High Availability: Catalog

CommunityEnterprise

Protecting your SQL Catalog (PostgreSQL or MySQL) is a broad subject, with dozens of techniques to accomplish the job. In this section, we focus on PostgreSQL, which is the recommended database engine for running Bacula.

external catalog and distributed filesystem

The PostgreSQL high availability configuration is the most complex part of this setup. To allow the database service to restart on a secondary node after an outage, data must be replicated between nodes. This replication can rely on high-end hardware solutions, standard PostgreSQL replication (logical replication), or a physical replication layer, including block-level replication using tools such as DRBD - RAID1 over the network (see http://linbit.com) ), among others.

When native replication is used to provide the Catalog service transparently to the Director and any other layer of Bacula, the recommended technique is to use Write-Ahead Log shipping.
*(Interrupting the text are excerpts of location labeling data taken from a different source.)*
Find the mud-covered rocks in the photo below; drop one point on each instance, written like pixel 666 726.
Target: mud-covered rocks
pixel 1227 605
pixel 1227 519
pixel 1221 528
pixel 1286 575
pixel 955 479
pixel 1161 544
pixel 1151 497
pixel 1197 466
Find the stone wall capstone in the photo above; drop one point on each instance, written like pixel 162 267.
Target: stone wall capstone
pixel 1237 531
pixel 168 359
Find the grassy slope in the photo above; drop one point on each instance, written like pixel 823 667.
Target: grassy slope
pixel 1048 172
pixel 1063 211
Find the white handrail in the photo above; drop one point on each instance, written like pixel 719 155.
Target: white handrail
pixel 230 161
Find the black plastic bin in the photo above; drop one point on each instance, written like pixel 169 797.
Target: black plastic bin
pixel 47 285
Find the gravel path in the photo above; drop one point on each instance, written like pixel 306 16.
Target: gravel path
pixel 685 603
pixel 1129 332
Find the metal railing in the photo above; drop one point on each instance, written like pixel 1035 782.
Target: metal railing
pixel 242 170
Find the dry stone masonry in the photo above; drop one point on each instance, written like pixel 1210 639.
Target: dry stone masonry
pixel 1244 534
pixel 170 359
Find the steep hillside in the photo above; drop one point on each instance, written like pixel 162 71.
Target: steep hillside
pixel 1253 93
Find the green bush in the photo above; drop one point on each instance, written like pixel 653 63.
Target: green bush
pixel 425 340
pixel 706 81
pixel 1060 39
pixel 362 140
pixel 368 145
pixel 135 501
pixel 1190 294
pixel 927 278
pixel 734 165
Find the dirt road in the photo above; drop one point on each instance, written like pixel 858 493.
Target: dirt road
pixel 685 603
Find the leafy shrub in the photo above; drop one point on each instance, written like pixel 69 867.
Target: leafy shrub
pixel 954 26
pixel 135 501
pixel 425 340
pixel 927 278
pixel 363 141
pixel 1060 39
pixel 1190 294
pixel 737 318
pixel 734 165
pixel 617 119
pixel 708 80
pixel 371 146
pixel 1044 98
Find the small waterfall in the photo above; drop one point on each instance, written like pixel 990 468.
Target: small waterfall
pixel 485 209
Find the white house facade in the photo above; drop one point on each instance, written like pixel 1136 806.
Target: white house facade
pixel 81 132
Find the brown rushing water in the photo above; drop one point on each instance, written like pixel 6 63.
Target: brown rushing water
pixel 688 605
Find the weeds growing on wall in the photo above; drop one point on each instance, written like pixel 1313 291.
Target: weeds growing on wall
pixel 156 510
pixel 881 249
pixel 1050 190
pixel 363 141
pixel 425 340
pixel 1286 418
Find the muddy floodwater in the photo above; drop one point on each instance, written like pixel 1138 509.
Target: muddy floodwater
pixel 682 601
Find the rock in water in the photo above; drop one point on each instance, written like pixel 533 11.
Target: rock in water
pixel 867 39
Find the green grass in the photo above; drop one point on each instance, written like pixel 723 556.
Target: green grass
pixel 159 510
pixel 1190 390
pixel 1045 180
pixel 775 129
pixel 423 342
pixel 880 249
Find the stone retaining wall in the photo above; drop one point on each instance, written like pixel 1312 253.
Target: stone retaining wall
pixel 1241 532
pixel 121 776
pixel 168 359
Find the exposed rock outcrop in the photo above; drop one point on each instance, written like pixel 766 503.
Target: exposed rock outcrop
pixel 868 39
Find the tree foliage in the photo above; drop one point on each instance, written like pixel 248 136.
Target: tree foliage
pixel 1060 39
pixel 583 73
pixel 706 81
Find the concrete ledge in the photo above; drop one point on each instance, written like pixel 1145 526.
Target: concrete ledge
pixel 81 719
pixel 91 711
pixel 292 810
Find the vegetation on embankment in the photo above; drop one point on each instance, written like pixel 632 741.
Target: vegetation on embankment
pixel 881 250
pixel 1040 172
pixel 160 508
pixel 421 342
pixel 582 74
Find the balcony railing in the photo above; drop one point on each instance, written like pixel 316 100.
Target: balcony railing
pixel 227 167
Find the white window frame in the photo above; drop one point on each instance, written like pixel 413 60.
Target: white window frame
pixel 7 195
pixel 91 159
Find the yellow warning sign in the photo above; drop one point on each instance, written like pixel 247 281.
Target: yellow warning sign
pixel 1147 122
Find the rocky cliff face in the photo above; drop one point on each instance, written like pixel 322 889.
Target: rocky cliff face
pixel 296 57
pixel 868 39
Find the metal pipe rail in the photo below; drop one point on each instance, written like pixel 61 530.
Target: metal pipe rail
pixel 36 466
In this approach, replicas connect to the WAL stream of the primary node and continuously apply changes. However, note that having support from database management experts is recommended in this situation.
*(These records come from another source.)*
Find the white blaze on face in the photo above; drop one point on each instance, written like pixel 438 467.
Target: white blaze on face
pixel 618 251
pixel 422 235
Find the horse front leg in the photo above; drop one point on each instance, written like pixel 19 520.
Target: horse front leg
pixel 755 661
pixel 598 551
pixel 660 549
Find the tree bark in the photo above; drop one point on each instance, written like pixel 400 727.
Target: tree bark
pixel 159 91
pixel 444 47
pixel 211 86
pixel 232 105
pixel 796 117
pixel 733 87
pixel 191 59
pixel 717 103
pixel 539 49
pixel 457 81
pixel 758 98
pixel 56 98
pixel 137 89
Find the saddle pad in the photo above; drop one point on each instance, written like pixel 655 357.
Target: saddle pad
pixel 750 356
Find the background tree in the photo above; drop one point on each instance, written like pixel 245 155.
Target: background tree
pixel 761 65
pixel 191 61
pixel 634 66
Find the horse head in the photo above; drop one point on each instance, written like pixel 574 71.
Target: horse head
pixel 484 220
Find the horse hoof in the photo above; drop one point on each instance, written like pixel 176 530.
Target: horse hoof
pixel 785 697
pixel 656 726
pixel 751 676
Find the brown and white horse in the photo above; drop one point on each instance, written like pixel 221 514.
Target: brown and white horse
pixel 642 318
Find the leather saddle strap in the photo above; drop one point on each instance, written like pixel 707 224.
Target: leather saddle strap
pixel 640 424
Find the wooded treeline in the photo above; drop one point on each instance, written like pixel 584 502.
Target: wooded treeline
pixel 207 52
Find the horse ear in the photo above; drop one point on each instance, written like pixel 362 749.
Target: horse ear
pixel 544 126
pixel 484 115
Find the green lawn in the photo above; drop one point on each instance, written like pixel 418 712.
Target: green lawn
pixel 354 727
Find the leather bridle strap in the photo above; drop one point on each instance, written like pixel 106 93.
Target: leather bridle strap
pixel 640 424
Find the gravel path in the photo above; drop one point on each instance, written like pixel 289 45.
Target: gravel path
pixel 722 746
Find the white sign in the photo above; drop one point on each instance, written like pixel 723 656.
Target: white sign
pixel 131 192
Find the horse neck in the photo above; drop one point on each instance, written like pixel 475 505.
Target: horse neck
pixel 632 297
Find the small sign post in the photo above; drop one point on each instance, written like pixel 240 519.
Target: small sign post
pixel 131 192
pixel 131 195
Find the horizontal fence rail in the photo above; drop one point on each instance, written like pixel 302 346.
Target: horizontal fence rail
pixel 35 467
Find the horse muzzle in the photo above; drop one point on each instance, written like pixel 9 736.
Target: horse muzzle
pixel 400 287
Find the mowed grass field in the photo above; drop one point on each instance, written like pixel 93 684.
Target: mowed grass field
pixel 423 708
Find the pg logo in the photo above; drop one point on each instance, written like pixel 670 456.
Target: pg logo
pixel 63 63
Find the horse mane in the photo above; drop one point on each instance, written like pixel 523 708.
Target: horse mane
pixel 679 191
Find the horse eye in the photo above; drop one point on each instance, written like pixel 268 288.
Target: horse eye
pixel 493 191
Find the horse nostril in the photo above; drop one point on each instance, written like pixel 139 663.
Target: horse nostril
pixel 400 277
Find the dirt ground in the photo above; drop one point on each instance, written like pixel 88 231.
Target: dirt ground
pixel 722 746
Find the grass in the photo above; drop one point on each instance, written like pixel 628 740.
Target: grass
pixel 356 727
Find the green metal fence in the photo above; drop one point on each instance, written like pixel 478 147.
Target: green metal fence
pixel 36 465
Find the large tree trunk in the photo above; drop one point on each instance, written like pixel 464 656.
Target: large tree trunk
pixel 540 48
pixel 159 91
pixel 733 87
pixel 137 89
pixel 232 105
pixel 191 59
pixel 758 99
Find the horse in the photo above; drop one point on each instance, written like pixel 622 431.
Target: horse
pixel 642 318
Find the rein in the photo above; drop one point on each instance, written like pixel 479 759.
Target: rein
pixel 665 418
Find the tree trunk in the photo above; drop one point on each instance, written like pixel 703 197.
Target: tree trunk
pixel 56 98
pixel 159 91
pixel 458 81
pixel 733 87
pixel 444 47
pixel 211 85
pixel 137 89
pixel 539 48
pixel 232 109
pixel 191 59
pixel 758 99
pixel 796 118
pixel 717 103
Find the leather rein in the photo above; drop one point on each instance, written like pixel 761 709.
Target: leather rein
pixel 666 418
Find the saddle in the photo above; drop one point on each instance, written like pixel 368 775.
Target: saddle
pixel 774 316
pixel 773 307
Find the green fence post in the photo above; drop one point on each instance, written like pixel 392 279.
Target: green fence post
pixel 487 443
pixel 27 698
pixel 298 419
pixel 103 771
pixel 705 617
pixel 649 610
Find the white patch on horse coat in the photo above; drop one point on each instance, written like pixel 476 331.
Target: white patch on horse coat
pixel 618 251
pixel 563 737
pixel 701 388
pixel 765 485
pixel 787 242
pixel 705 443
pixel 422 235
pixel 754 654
PostgreSQL Replication Techniques

Below is a summary of the main PostgreSQL replication techniques. Some of them (such as Shared Disk and Block Device Replication) have already been covered in previous points as general techniques for High Availability at Bacula level.

Shared Disk Failover

Shared disk failover avoids synchronization overhead by having only one database copy. It uses a single disk array shared by multiple servers. If the primary database server fails, the standby server can mount the shared storage and start the database as if it were recovering from a database crash. This enables rapid failover with no data loss.
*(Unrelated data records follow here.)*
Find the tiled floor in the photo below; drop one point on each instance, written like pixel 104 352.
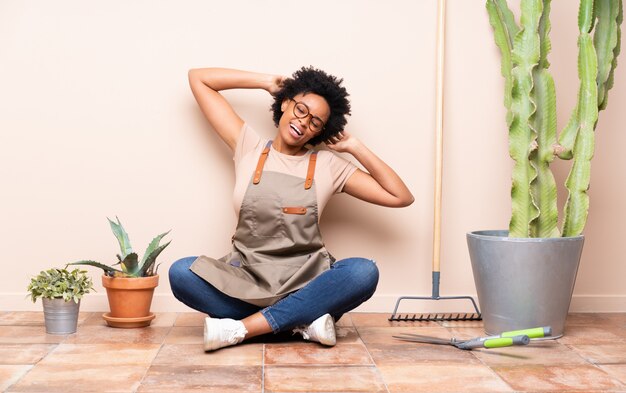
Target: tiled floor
pixel 168 357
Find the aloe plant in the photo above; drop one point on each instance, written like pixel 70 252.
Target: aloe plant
pixel 530 100
pixel 128 260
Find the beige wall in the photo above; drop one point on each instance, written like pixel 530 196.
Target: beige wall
pixel 96 120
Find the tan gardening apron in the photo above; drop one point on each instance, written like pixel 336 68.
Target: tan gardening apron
pixel 277 246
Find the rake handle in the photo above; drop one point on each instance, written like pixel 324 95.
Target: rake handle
pixel 500 342
pixel 441 28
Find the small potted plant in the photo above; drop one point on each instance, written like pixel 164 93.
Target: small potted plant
pixel 60 291
pixel 131 287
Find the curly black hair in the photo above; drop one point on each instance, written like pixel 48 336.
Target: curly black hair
pixel 312 80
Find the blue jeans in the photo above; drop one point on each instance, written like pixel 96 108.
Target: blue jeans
pixel 343 287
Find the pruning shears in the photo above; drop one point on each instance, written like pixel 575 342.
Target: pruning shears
pixel 505 339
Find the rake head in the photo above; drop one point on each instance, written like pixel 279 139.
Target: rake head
pixel 437 317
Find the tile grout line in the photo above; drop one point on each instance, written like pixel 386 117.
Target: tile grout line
pixel 143 377
pixel 263 370
pixel 380 374
pixel 597 366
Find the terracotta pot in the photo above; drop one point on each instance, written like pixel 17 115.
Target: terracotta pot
pixel 129 298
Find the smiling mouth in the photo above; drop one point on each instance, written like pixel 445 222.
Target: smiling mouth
pixel 295 129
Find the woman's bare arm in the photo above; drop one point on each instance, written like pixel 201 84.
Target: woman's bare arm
pixel 380 184
pixel 206 83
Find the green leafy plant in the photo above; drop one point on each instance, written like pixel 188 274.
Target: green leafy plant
pixel 60 284
pixel 530 99
pixel 130 265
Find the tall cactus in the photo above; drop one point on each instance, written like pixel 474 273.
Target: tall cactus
pixel 530 100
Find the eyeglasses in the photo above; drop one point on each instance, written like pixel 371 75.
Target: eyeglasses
pixel 301 111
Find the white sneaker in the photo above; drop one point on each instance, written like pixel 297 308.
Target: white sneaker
pixel 219 333
pixel 322 330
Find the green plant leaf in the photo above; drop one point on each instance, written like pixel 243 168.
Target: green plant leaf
pixel 522 136
pixel 543 187
pixel 152 246
pixel 151 260
pixel 106 268
pixel 504 27
pixel 577 204
pixel 586 16
pixel 60 284
pixel 130 265
pixel 122 237
pixel 545 45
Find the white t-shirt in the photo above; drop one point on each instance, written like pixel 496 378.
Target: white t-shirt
pixel 331 171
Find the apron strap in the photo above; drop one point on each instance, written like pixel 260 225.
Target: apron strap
pixel 259 167
pixel 311 171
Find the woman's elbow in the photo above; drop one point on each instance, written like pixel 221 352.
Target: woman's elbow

Shared hardware functionality is standard in network storage devices. Using a network file system is also possible, provided the file system file system has fully complies with POSIX semantics. A major limitation of this method is that if the shared disk array fails or becomes corrupt, the primary and standby servers are both nonfunctional.

Another issue is that the standby server must never access the shared storage while the primary server is running.

File System (Block Device) Replication

A modified version of shared hardware functionality is file system replication, where all changes are mirrored to a file system residing on another computer. The critical requirement is that write operations are applied to the standby in the same order as on the primary to ensure consistency. DRBD is a widely used file system replication solution for Linux.

Write-Ahead Log Shipping

Warm and hot standby servers can be kept current by reading Write-Ahead Log (WAL) records. If the primary server fails, the standby contains almost all of the primary’s data and can be promoted quickly. WAL shipping can be configured in synchronous or asynchronous mode and can only be done for the entire database server.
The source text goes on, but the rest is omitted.